Bill Papesh President Of Composite Proud Of Fund’s Performance

Bill Papesh is sold on mutual funds.

The president of the Composite Group of Funds has been in the industry since the 1960s, when he joined Murphey Favre Inc. after a few years with Washington Trust Bank.

Murphey Favre, by launching its Bond & Stock Fund in 1939, had helped pioneer mutual funds. Papesh said the fund was among the first 50 created in the U.S.

A decade later, the Growth & Income Fund was among the first 100.

Papesh noted the industry did not eclipse $100 billion in total assets until 1980, when only 6 percent of U.S. households were fund investors.

By 1990, assets had multiplied to $1 trillion, and 30 percent of all households were invested. The industry tips the scales today at a whopping $3.7 trillion.

“It’s a very popular mechanism for investment,” said Papesh, who has served on the boards of the Investment Company Institute, the industry’s regulatory body.

Composite, which has eight funds plus a variable annuity product, has about $1.5 billion under management for 90,000 investors, he said.

The funds are separate corporations with their own boards. They contract with Composite for portfolio management, which is handled in Seattle.

Composite also acts as the administrator and transfer agent. Those functions are based in Spokane.
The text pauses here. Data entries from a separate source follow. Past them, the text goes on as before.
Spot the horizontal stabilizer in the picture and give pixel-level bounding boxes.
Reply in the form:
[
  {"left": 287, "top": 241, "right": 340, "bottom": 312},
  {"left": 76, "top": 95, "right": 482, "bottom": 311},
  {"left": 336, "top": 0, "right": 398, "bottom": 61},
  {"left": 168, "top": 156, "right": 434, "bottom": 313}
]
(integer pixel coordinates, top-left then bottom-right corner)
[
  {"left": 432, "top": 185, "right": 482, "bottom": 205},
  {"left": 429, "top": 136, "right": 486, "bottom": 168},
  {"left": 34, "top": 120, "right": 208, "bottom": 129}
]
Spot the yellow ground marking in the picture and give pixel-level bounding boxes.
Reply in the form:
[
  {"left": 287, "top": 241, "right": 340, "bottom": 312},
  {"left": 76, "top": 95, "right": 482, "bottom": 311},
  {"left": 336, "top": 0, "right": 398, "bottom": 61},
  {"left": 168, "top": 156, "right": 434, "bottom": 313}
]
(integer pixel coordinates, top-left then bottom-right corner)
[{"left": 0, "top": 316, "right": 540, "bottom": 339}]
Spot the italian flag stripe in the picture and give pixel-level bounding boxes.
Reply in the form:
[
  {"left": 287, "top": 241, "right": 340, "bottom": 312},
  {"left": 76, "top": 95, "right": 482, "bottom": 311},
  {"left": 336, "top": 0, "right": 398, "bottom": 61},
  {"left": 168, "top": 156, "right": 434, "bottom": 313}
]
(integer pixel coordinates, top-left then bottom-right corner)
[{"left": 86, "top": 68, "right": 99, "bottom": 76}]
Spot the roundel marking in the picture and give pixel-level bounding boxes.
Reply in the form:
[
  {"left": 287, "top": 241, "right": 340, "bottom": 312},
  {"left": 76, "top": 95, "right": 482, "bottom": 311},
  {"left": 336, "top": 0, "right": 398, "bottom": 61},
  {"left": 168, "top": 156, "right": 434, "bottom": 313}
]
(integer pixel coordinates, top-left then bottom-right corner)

Murphey Favre markets the Composite funds. They are also sold by Washington Mutual, which bought Composite and Murphey Favre in 1982.
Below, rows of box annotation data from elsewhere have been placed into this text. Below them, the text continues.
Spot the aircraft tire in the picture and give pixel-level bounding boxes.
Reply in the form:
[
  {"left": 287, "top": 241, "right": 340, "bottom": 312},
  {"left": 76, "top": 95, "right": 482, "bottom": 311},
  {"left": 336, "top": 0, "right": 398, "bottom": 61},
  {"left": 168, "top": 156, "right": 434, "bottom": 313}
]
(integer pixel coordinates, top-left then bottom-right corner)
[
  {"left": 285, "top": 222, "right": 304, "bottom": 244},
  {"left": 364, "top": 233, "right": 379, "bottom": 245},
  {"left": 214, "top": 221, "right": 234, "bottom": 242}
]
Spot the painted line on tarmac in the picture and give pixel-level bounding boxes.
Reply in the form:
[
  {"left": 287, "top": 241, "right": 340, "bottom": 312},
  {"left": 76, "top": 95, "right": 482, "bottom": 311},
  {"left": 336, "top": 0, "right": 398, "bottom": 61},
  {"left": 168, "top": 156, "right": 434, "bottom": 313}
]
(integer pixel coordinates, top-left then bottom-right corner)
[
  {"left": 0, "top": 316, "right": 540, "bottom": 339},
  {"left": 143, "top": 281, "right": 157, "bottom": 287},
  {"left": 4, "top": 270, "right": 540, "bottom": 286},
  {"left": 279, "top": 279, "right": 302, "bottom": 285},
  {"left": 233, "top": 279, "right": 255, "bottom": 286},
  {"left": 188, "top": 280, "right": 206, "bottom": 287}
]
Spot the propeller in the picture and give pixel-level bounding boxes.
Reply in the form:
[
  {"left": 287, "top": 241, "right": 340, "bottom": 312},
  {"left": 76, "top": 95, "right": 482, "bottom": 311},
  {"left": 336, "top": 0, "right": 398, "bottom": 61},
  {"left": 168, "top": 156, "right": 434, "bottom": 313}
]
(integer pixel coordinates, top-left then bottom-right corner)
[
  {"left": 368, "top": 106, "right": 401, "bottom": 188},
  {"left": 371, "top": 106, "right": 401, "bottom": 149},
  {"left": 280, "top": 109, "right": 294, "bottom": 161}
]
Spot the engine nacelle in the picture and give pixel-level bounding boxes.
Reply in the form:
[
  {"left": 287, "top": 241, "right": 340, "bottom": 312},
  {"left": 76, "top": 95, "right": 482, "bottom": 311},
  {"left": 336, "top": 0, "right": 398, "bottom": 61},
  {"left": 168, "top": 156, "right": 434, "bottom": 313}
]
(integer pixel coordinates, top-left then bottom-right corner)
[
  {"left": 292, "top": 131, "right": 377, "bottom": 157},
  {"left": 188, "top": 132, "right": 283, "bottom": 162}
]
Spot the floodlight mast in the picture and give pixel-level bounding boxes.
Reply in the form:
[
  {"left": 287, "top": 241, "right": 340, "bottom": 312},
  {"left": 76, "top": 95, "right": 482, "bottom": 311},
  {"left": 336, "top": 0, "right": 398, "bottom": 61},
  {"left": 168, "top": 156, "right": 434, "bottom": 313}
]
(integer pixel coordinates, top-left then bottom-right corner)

The group was the first to be owned by a bank, and Papesh said it was a bold move for Washington Mutual. The thrift, with $2.5 billion in assets, had not yet set off on the acquisition binge that has made it an industry giant.

He said Composite has been able to piggyback on that expansion, although shareholders remain concentrated in the Northwest.

Papesh himself is a Inland Northwest product. He was born and raised in Kellogg, and graduated from the University of Montana in 1965.

His grandfather, W.W. Papesh, had been president of the First State Bank of Kellogg. The 1899 immigrant to the Silver Valley first had run a meat wagon, then bought a meat market in Wardner, Idaho.

“He was particularly thrifty,” Papesh said.

The elder Papesh eventually owned real estate, an insurance business and Chevrolet dealership in addition to his position with the bank.

But Papesh never knew his father, who died in a Jeep accident just two months before he was born in 1943.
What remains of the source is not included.